Nutmegs, Rum, Chocolate and a Retired Revolutionary
Clement Baptiste (CB) advertised his heritage tour on the Grenada Cruisers Net (VHF ch 66 07:30 Mon-Sat) so wanting to see something of the island Kevin & I gathered together a couple of other boat crews – Michael & Gilla SY Wolf who we originally met in Lanzarote, and Ian and Trish of SY Sanctuary from the Isle of Man who are anchored next door. Then last Tuesday the six of us met CB in the car park of Prickly Bay Marina on the south west corner of the island. CB proved to be a larger than life character with a history closely associated with the Marxist government that ruled this paradise for a few years from the late 70’s. His view of the events leading up to the American invasion was extremely personal and fascinating. CB then a young man in his thirties with a wife and family, was a driver to one of the Russian VIPs until the Grenadian leader Maurice Bishop stopped off to pay a visit to President Reagan during his return from a trip to the Kremlin upsetting the rest of Grenada’s ruling party.
Nutmegs drying in their shells
Along with many of his fellow countrymen CB resigned from his job almost as soon as Maurice Bishop was put under house arrest. A few days later CB was one of the vast crowd that freed the leader initially but then the ruling party re-arrested him and put him and several of his cronies before a firing squad before hunting down and imprisoning those who had released him. CB spent several months in hiding, not very difficult on this small island with its mountainous terrain covered in thick rain forest. Eventually in October 1983 the Americans landed and after some fighting ousted the Cuban and Russian forces from their foothold in the Eastern Caribbean on the oil route from Venezuela. CB was then reunited with his family and now some thirty years later is entertaining and informing tourists with his left wing views and personal take on the islands history from the arrival of the French who may or may not have massacred the indigenous population (or did they jump to their deaths from the cliffs at the north?) to the present day invasion of cruising sailors from all over the world.

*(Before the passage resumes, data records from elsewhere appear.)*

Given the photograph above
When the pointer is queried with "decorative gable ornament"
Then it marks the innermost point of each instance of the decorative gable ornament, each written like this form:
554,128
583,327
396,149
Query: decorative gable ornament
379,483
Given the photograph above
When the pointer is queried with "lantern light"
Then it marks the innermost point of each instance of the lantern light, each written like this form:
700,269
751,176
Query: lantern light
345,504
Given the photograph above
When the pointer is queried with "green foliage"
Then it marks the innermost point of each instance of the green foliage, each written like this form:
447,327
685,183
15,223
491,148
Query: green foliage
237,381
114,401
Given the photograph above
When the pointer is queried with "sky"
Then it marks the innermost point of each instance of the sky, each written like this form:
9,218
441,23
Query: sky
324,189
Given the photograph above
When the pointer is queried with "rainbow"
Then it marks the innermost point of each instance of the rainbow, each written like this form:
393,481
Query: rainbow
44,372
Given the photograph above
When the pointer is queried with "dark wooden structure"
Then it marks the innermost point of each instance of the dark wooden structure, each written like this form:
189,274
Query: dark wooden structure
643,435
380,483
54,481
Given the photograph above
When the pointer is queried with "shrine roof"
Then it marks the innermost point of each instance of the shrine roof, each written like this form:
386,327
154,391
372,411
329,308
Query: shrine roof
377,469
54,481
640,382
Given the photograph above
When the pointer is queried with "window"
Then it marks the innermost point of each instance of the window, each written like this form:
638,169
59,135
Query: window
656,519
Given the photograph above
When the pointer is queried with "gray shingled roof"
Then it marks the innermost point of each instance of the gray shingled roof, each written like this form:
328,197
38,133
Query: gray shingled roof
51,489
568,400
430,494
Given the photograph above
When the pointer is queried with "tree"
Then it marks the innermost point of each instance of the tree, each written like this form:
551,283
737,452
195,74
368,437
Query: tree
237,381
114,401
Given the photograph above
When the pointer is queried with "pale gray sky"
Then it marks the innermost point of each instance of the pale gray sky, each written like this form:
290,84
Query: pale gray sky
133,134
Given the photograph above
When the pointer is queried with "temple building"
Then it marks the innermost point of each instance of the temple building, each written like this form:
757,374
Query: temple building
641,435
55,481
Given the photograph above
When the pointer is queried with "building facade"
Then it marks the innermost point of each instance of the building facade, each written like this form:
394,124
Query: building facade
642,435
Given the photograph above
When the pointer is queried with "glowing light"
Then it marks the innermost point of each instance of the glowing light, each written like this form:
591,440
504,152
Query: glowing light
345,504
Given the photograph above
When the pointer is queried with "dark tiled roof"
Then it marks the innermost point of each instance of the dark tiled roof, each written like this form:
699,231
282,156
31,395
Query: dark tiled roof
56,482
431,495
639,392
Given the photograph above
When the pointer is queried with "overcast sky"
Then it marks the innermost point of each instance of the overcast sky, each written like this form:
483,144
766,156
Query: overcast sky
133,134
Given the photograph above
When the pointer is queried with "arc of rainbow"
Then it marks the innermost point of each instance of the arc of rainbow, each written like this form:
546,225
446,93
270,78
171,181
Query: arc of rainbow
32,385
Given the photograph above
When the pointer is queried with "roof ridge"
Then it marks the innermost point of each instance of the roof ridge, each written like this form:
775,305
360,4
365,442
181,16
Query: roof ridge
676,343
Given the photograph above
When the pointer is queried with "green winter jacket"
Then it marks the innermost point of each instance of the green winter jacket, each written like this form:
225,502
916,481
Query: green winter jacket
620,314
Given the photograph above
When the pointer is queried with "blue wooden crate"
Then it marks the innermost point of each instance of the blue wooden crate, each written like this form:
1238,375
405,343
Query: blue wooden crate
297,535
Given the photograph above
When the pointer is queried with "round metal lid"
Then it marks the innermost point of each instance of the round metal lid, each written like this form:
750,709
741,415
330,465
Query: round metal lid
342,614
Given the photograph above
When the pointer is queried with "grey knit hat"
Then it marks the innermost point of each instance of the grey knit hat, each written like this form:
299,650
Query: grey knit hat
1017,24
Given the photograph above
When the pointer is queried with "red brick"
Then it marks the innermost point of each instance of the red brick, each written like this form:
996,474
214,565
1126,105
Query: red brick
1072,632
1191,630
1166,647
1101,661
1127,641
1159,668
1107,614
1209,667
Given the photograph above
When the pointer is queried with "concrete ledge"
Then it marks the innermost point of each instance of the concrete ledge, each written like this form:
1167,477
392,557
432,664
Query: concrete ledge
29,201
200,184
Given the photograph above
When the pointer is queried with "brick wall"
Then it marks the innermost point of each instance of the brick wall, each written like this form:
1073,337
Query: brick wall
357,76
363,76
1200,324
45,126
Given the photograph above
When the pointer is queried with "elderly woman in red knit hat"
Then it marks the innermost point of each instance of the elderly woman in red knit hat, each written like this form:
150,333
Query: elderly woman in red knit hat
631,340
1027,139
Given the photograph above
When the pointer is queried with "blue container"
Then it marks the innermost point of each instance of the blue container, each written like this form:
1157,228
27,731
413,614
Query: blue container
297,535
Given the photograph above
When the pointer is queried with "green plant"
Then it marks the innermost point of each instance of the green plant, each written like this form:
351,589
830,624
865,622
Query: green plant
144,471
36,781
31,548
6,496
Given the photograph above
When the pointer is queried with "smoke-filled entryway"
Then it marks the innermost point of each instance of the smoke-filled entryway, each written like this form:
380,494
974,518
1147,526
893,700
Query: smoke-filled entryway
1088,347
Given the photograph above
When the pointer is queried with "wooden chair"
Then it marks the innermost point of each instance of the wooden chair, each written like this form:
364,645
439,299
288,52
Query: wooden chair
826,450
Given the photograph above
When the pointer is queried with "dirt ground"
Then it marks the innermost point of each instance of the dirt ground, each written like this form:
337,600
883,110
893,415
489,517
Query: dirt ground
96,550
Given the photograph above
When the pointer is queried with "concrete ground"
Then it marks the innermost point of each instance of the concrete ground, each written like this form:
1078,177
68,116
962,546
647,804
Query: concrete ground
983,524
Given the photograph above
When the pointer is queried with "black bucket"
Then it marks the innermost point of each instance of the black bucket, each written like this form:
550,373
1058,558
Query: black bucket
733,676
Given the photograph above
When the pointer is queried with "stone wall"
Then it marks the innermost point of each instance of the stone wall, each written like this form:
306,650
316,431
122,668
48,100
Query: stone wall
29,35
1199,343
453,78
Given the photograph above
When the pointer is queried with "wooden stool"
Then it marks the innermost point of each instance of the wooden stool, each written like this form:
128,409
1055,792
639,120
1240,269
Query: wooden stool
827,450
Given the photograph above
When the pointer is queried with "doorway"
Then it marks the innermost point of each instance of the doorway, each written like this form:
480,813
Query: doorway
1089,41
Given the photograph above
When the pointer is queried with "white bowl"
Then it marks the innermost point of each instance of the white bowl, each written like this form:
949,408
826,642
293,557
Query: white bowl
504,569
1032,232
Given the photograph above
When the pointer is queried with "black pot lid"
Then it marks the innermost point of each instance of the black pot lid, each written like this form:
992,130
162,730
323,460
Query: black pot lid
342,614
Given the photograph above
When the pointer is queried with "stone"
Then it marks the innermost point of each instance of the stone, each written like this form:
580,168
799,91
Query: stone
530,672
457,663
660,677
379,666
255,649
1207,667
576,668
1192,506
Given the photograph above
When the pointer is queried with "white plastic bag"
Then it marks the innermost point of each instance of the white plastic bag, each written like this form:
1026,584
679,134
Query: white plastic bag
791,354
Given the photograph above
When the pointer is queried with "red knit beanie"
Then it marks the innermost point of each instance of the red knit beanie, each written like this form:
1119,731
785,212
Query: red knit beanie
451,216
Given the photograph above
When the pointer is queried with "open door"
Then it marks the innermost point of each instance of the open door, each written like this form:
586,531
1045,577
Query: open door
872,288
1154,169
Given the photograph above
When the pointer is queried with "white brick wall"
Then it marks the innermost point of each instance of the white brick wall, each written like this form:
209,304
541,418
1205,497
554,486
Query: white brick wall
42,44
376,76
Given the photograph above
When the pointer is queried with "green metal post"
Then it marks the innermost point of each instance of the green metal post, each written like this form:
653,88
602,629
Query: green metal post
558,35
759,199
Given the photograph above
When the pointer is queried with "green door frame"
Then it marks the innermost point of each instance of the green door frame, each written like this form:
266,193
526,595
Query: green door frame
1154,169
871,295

Sack stencils – major ports all over the world
We’ve worked a few places where this would be apt
So what did we learn – most of today’s locals are descended from slaves from the Ashanti tribe of West Africa brought by the French and later the English to work the plantations; bananas and sugar cane were imported and grow successfully to this day. Later in the 19th century nutmeg seedlings were brought from Indonesia to the island by an Englishman; Grenada is today the second largest producer of nutmegs in the world (Indonesia is the first). Many nutmeg trees were destroyed by hurricane Ivan in 2004 but the industry is recovering with new trees planted. It takes about 15 years for a nutmeg tree to produce fruit. The locals grow the trees in their gardens and farms and the nutmeg is collected and processed by an island wide co-operative at two of three stations around the island. Every part of the nutmeg is useful; the outer soft yellowy skin is pressed for juice, the inner red coating is dried to become mace and the nut is dried before shelling. The best quality nutmegs are shipped all over the world for food use, the rest are used for cosmetics and pharmaceuticals. Even the hard shell of the nut is not wasted, ground down to make a mulch to fertilise the soil and prevent weeds in local fields and gardens.
Sugar cane crusher
Sugar cane is used to make the national drink Rum, mostly white but some dark and some spiced is also produced. Our tour took us to the Antoine River distillery where they still use machinery from the eighteen hundreds to crush the cane, heat and ferment the juices then distil the spirit. Rivers White Rum is strong, so strong ice does not float and a tot takes your breath away. Not everyone’s choice, certainly Temptress’ crew prefer dark, smooth rums like Appleton’s Estate or Mount Gay from elsewhere in the Caribbean but the south coast distillery Clarkes Court produces a dark tot that is drinkable enough, though their spicy version is a bit on the rough side.
Fermenting sugar cane
The cocoa bean grows all over the island; in plantations and in gardens and again is collected by a co-operative and much is processed to produce Grenadian Organic Chocolate. Thanks to CB’s contacts we were privileged to have an unofficial tour of the actual factory – a tiny place with a handful of employees taking the raw nuts and producing hand wrapped bars for export and local purchase. Probably the only chocolate where the best before date is hand written on the wrapper and very delicious it is too if dark, rich chocolate is your thing; hunt it down in your local store or buy it online here!
The chocolate factory
All in all a splendid day out with oil down for lunch (the national dish consisting of fried fish, chicken and lots of starchy root veg plus solid grey dumpling chunks in a sort of curried gravy, spicy and filling) in one of the north eastern villages. Towards late afternoon we visited one of the many waterfalls on the island, it was raining which was pleasant to stand about in after the earlier heat. None of us were equipped to swim but we did pay one of the local young jumpers to leap from the top into 50 feet into the pool below – what a way to earn a living!
Jumping for a living
After a final scenic drive down through the jungle we reached the town as everyone refers to St Georges and were soon onto familiar roads back to Prickly Bay in time for a sundowner at the bar.